Ночью Устинья сидела на нарах, привалившись спиной к стене. Муж лежал рядом, закинув руки за голову. Весь «семейный» спал мёртвым сном. Глядя в темноту, Устя сказала:
– Коли так, то я тебя и тревожить боле не стану. Здесь – Сибирь, страна вольная. К ответу тебя никто не потянет. Ежели ты мне вот тут, прямо сейчас скажешь, что напрасно закон со мной принял и я тебе не жена, – ей-богу, не подойду к тебе боле. Слова не скажу, не взгляну. Живи как знаешь.
– Да ну? Нешто вправду?! – издевательски переспросил Ефим. – А сама-то куда пойдёшь тогда? К доктору своему? Он тебе, поди, и угол при больничке выхлопочет? У себя под боком, чтоб далече не бегать?
– Тьфу, дурачина! – с сердцем выругалась она. – Ну, как толковать-то с тобой?!
Ефим не ответил. Устинья тоже молчала. Молчала так долго, что Ефим в конце концов испугался:
– Устька! Ну, чего ты, ей-богу? Разобиделась, что ли?
– Ой, уж надо больно! Да пойми ты, Ефимка… – Жена вдруг быстро легла, потянула за плечо и его, обняла, крепко приникла к груди горячей щекой. – Хоть раз в жизни пойми… Я ведь всегда людей лечила! Всегда мы с бабкой народу облегченье сотворить старались… Мало получалось, плохо… Но уж как выходило. На большее ни разума не хватало, ни учёности. Ну, вспомни, как у меня дети малые на руках мёрли! Как криком кричали, бедные, ангелы безвинные, – а я им ни хворь, ни боль снять не могла! Потому – дура неграмотная, только и умела – за травой кверху задом по лесу ползать! Просто в петлю влезть хотелось опосля…

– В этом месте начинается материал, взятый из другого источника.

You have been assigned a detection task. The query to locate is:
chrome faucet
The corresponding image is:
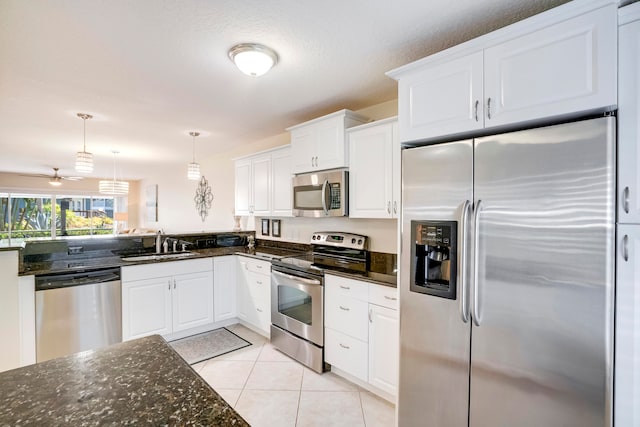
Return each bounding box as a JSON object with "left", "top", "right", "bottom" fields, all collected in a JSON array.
[{"left": 156, "top": 230, "right": 162, "bottom": 254}]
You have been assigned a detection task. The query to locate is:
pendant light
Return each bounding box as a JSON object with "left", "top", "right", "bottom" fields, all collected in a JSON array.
[
  {"left": 187, "top": 132, "right": 200, "bottom": 181},
  {"left": 76, "top": 113, "right": 93, "bottom": 173},
  {"left": 229, "top": 43, "right": 278, "bottom": 77},
  {"left": 98, "top": 151, "right": 129, "bottom": 196}
]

– По мне – так лучше тебя никто во всей округе не лечил, – буркнул Ефим. Близость жены, её запах кружили ему голову, и он почти не слышал того, что говорит Устинья. Едва дыша от накатившего сладкого жара, неловко отыскивал в темноте под грубой рубахой её шею, грудь, тёплые плечи… А Устинья, с досадой отталкивая нетерпеливые руки мужа, упрямо продолжала:
– Пойми, барин-то этот, Михайла Николаич… Да пожди ты, нечистая сила, доспеешь! Послушай!.. Смотрит он там на меня, не смотрит – чепуха это! Важно то, что в больничке было народу – до потолка напихано! А грязи, вони, а на полу-то что творится! А клопов!.. Михайла Николаевич разом баб нагнал, и я с ними за день всё отмыла! Людям – радость! А как мы с рубахами остатними наладили? Раньше-то их просто выкидывали аль сжигать велели, потому – ветошь ветошью. А Михайла Николаевич сказал, что незачем перевязочные средства…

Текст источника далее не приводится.